§ * MR. REES (Montgomery Boroughs)
I beg to ask the Secretary of State for Foreign Affairs whether, since one reason for the late Government's refusal in 1903 to co-operate officially in the construction of the so-called Bagdad Railway was the desire of the Turkish Government to increase the Customs duties from 8 per cent. to 11 per cent., and to pledge such increase as a guarantee of interest on the requisite capital, His Majesty's Government has consented to this increase of the Turkish duties; whether this increase is to be used as a kilometric guarantee, in whole or in part, towards the construction of the Bagdad Railway as already constructed or projected; whether His Majesty's Government is obtaining any substantial concession from the Turkish Government in return for consenting to this increase in the Customs duties; and whether the Turkish or German Governments, or any financial group, has requested His Majesty's Government to reconsider the refusal to co-operate in the construction of the Bagdad Railway or to provide a terminus upon the Persian Gulf; and, if so, whether the results may, if no sufficient objection exists, be communicated to the House.

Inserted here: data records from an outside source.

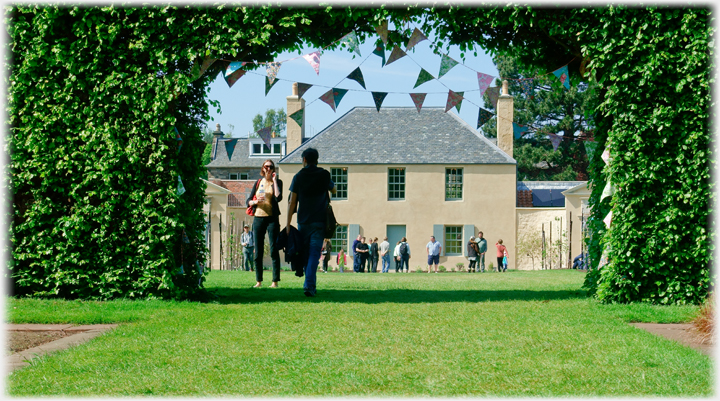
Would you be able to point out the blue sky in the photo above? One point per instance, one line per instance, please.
(246, 98)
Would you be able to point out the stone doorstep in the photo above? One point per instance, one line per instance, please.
(84, 333)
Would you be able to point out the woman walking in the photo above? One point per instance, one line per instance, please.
(268, 191)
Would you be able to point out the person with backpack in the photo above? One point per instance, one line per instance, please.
(404, 252)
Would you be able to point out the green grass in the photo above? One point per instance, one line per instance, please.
(451, 334)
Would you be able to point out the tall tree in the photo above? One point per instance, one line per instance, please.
(277, 119)
(550, 109)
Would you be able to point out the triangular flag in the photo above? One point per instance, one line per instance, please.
(302, 88)
(230, 147)
(314, 60)
(233, 72)
(269, 85)
(562, 74)
(608, 219)
(352, 42)
(483, 117)
(199, 68)
(415, 38)
(356, 76)
(609, 190)
(518, 130)
(423, 77)
(382, 31)
(484, 81)
(265, 135)
(328, 98)
(338, 94)
(555, 140)
(272, 70)
(527, 85)
(181, 187)
(454, 99)
(298, 116)
(380, 51)
(606, 156)
(378, 97)
(493, 94)
(446, 64)
(396, 54)
(418, 99)
(590, 147)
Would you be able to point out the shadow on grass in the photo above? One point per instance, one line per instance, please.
(403, 296)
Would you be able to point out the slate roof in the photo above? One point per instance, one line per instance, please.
(240, 155)
(400, 135)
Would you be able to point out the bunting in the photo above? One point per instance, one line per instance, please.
(415, 38)
(418, 99)
(230, 147)
(269, 85)
(519, 130)
(298, 116)
(446, 64)
(302, 88)
(272, 70)
(484, 81)
(483, 117)
(454, 100)
(327, 97)
(527, 85)
(265, 134)
(423, 77)
(351, 40)
(396, 54)
(380, 51)
(378, 97)
(233, 72)
(562, 74)
(382, 31)
(314, 60)
(555, 140)
(356, 76)
(493, 94)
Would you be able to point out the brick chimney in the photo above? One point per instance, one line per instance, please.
(295, 133)
(505, 109)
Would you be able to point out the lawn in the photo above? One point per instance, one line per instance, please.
(448, 334)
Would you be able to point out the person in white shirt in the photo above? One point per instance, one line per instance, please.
(248, 242)
(433, 250)
(385, 255)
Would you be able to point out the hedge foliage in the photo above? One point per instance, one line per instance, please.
(653, 68)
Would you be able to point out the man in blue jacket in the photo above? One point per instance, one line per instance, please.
(309, 197)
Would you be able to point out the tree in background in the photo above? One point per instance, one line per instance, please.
(277, 119)
(552, 109)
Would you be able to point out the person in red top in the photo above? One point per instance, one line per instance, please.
(501, 252)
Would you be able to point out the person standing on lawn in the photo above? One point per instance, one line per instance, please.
(482, 249)
(500, 254)
(309, 197)
(433, 249)
(268, 191)
(385, 255)
(374, 255)
(247, 240)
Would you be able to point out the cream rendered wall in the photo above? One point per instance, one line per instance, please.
(488, 203)
(532, 219)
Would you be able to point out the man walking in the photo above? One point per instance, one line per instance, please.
(248, 242)
(482, 248)
(385, 255)
(309, 197)
(433, 250)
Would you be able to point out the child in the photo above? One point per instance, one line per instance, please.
(501, 255)
(341, 260)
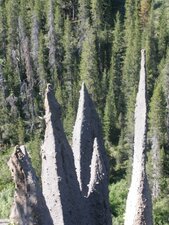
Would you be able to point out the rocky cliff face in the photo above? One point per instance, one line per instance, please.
(72, 196)
(90, 160)
(87, 128)
(138, 208)
(59, 181)
(29, 207)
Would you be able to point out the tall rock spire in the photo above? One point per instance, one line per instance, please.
(139, 206)
(87, 128)
(59, 180)
(29, 206)
(90, 160)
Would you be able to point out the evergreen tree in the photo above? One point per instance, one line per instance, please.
(89, 65)
(158, 135)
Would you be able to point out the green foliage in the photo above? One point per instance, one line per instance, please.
(158, 113)
(6, 199)
(117, 195)
(161, 207)
(85, 40)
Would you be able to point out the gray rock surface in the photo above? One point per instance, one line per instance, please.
(29, 207)
(91, 161)
(139, 207)
(87, 128)
(59, 180)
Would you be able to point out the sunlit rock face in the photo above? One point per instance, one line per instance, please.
(29, 207)
(139, 207)
(59, 181)
(91, 160)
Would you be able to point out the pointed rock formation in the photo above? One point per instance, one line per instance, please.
(29, 206)
(99, 208)
(91, 161)
(87, 128)
(59, 180)
(139, 207)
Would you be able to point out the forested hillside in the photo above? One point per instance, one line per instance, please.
(66, 42)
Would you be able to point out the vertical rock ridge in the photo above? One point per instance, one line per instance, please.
(98, 189)
(59, 180)
(91, 160)
(138, 207)
(87, 127)
(29, 207)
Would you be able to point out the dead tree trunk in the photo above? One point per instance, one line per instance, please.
(29, 207)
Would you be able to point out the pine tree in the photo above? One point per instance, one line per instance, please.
(89, 65)
(158, 135)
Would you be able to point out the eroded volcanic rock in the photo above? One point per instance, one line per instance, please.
(59, 180)
(139, 207)
(91, 160)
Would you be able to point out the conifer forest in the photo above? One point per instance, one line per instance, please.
(88, 48)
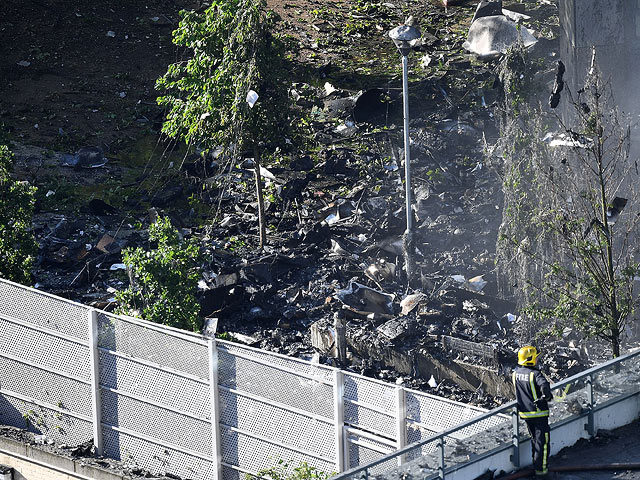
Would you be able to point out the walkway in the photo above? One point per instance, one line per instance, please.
(618, 446)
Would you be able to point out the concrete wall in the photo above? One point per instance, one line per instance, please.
(612, 27)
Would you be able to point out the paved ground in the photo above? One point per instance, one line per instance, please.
(617, 446)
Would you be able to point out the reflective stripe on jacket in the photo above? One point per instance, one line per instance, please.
(531, 385)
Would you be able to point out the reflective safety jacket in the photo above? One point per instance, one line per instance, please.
(532, 392)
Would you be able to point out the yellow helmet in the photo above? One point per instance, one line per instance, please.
(527, 355)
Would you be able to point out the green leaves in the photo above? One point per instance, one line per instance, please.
(17, 243)
(304, 471)
(163, 280)
(232, 50)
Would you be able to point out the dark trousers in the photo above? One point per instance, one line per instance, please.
(540, 442)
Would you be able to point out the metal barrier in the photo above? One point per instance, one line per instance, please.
(172, 401)
(611, 389)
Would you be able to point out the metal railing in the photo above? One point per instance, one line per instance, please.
(577, 398)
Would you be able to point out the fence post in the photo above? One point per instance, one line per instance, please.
(515, 437)
(441, 464)
(590, 426)
(401, 420)
(216, 451)
(94, 366)
(338, 416)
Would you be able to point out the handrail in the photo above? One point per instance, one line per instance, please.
(492, 413)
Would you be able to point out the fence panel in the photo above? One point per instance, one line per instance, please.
(278, 406)
(155, 397)
(44, 365)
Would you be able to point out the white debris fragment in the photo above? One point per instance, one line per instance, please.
(476, 283)
(512, 318)
(252, 98)
(329, 89)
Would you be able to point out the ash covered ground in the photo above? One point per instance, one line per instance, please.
(80, 78)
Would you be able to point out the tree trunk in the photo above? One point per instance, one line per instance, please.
(262, 228)
(615, 342)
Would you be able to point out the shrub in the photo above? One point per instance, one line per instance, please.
(163, 280)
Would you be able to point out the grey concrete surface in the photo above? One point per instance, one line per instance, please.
(617, 446)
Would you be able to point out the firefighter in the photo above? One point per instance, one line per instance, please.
(532, 394)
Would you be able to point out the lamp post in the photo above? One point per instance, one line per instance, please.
(404, 37)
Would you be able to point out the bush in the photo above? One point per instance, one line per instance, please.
(304, 471)
(163, 280)
(17, 243)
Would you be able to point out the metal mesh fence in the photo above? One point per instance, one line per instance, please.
(154, 391)
(39, 308)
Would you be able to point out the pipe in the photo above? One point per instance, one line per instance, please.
(575, 468)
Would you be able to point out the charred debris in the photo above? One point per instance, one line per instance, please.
(333, 262)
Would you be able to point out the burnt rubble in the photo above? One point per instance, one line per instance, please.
(336, 247)
(335, 240)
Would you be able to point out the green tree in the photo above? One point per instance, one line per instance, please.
(567, 244)
(283, 471)
(234, 54)
(17, 243)
(163, 280)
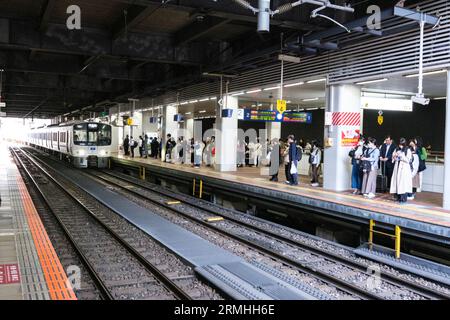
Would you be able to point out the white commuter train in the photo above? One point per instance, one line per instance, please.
(84, 144)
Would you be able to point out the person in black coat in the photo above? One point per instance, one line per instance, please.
(126, 145)
(293, 161)
(386, 152)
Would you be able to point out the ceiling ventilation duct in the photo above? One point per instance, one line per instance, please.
(265, 13)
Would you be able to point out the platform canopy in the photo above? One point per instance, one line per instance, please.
(144, 48)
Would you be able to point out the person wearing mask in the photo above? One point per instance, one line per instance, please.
(240, 154)
(155, 147)
(355, 154)
(126, 145)
(386, 152)
(145, 146)
(274, 165)
(315, 159)
(198, 153)
(415, 163)
(401, 183)
(423, 156)
(133, 145)
(293, 161)
(370, 159)
(141, 146)
(285, 156)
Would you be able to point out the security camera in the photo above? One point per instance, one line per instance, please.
(420, 99)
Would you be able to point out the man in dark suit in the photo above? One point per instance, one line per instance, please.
(386, 152)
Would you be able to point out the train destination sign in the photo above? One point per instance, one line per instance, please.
(275, 116)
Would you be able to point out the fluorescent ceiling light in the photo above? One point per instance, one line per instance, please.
(254, 91)
(317, 80)
(272, 88)
(294, 84)
(373, 81)
(425, 73)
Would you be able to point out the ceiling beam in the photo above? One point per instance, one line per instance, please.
(135, 14)
(46, 14)
(199, 28)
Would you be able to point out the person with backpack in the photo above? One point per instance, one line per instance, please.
(355, 154)
(141, 146)
(315, 159)
(401, 183)
(126, 145)
(369, 163)
(293, 162)
(423, 156)
(275, 162)
(133, 145)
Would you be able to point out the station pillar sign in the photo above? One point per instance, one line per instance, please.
(281, 106)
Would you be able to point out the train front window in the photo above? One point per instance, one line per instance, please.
(80, 134)
(104, 135)
(92, 134)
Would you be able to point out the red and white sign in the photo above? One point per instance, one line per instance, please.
(350, 138)
(347, 119)
(9, 274)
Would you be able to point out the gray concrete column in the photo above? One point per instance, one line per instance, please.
(446, 204)
(344, 101)
(226, 137)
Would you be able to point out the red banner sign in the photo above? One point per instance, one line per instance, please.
(350, 138)
(9, 273)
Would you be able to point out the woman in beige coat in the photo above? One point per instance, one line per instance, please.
(401, 184)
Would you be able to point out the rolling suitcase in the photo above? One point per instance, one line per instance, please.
(382, 181)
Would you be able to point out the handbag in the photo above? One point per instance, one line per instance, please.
(293, 169)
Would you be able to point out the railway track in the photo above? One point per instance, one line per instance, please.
(118, 270)
(235, 225)
(347, 274)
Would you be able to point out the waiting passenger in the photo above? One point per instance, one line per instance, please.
(415, 163)
(126, 145)
(423, 156)
(240, 150)
(401, 184)
(386, 152)
(198, 152)
(293, 161)
(141, 146)
(133, 145)
(355, 154)
(369, 162)
(275, 158)
(315, 160)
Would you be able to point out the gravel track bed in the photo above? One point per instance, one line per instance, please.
(386, 289)
(298, 236)
(165, 261)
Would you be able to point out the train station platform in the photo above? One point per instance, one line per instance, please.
(29, 266)
(422, 217)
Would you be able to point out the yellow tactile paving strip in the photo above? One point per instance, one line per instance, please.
(56, 279)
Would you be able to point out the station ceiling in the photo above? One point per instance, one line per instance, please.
(136, 48)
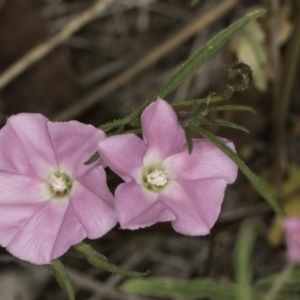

§ THE SECRETARY OF STATE FOR FOREIGN AFFAIRS (Sir EDWARD GREY,) Northumberland, Berwick
His Majesty's Government have not, as yet, consented to the proposed increase in the Turkish Customs duties. As to the conditions on which they are prepared to do so, I would refer the hon. Member to the reply which I am giving to a Question from the hon. Member for the Ripon Division of Yorkshire on this subject.†The question of the Bagdad Railway has not recently been brought before His Majesty's Government officially from any quarter.†See next Question and Answer.
§ MR. LYNCH (Yorkshire, W.R., Ripon)
I beg to ask the Secretary of State for Foreign Affairs whether any negotiations are at present pending or contemplated between His Majesty's Government and the Porte for an increase in the Customs duties on British goods imported into Turkey as fixed by treaty; and whether, in view of the fact that the great preponderance of the import trade into Turkey is in British and Indian hands, he will ascertain the views of the representatives of that trade before sanctioning any such increase.
§ SIR EDWARD GREY
Negotiations with regard to the conditions on which His Majesty's Government can assent to an increase in the Turkish Customs duties have been in progress for some time. Throughout these negotiations the preponderating importance of British trade with Turkey and the views of representatives of that trade have been fully borne in mind. We have been in consultation with the Board of Trade, and the Embassy at Constantinople is fully informed of the special points to which importance is attached.